Middle East's M&A market bucks global trend to grow by 6%

24 February 2021 Consultancy-me.com 4 min. read

Despite a 9% contraction in global merger & acquisition (M&A) activity last year, the Middle East remained resilient to clock a 6% jump in the number of deals for 2020. A new PwC report explains how the region bucked the global trend.

The Middle East was home to 235 deals through 2020 – a 6% jump from 211 deals completed in 2019. The numbers are stellar when considering the impact of Covid-19 on the economy, business and the deal-making process in itself.

Indeed, global deal volumes took a major dent last year as a result. The Middle East also witnessed a turbulent first half of 2020, which was then offset by a significant rebound in the second half. Several factors fuelled the recovery – most notably public sector spending, business resilience, growing comfort levels with virtual deal making, and an imminent vaccine rollout.

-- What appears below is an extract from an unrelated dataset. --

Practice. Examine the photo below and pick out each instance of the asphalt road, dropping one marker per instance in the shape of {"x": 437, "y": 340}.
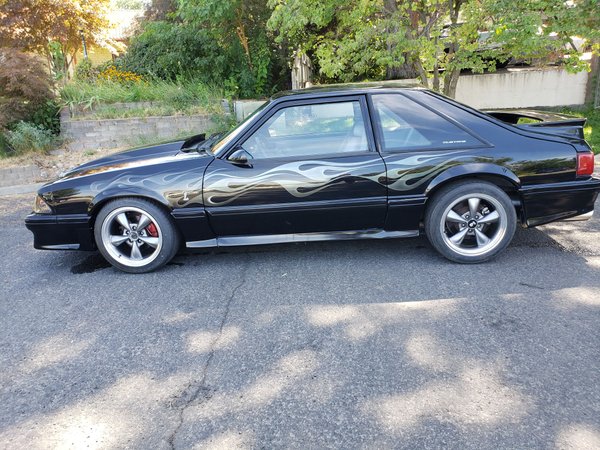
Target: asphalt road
{"x": 371, "y": 344}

Total volume of deals in the Middle East

Stalwart markets including the UAE and Egypt saw rising deal volumes when compared to 2019 – the latter clocking a mammoth 60% jump. Out of regional sync was Saudi Arabia, where M&A activity actually fell by more than 40% on the back of an energy sector slowdown. The UAE saw the most big ticket transactions, led by the Global Infrastructure Partners’ $10 billion acquisition of a 49% stake in the Abu Dhabi National Oil Company (ADNOC).

ADNOC featured again in a $5.5 billion sale of 49% of its real estate portfolio to a consortium led by Apollo Global Management, while a nearly $3 billion delisting of DP World from NASDAQ’s Dubai exchange made the UAE home to three of only six $1 billion plus deals in the Middle East through 2020.

For the rest, smaller transactions valued lower than $100 million made up the bulk of M&A activity across key markets – accounting for more than half of the total deal volume. According to PwC experts, the sector-wise concentration of these many small transactions is a reflection of pandemic-induced conditions.

Domestic transaction volume across the UAE, Egypt and Saudi Arabia

In focus here is a spike in the rapidly transforming consumer market, while healthcare and technology are also starting to gain investor attention. The numbers are subdued for now, mainly owing to lengthened transaction times and delayed completions. 

According to PwC Middle East deals market leader Romil Radia, 2021 is already showing more focus in these transitioning sectors, as businesses look to repivot in line with life after the pandemic. “We are living in a new normal where businesses are having to rethink their strategies and navigate the uncertainty.”

“Whilst it remains essential for deal makers to factor in the current, uncertain environment, companies and investors should also view M&A as an opportunity to achieve their strategic objectives and it may be the best or fastest way to fill in gaps, for example, in technologies or resources.”

Trends for the near future

Judging by deal activity and composition, many in the region have come to this realisation. And the next year or two will only see this restructuring drive intensify – driven by myriad trends and actors in the region’s M&A ecosystem. Deals partner at PwC Middle East Ovais Chhotani laid out some of these forces.

Number of deals completed by sector

“Going forward, expected consolidation across a range of sectors including those hit hardest by Covid-19, reallocation of capital across both public and private sectors, restructuring and/or digital transformation of certain businesses which has become critical in the wake of Covid-19 are what we see as some of the key themes that will shape the Middle East M&A landscape over the nearer term.”

Government involvement will likely be strong as always in the Middle East. Public-private partnerships will be leveraged to cover the infrastructure funding gap, while sovereign wealth funds and state coffers will back strategic deals. The public sector will also see its own share of transformation, with consolidation in favour of efficiency and cost optimisation.

In the private sector, the two overriding themes are supply chain localisation to mitigate risks; and digitalisation to match a new paradigm of remote working, vibrant e-commerce and the growing need for cyber security. With the corporate agenda packed and a vaccine on the horizon, PwC expects deal activity in the Middle East to continue its upward climb through this year.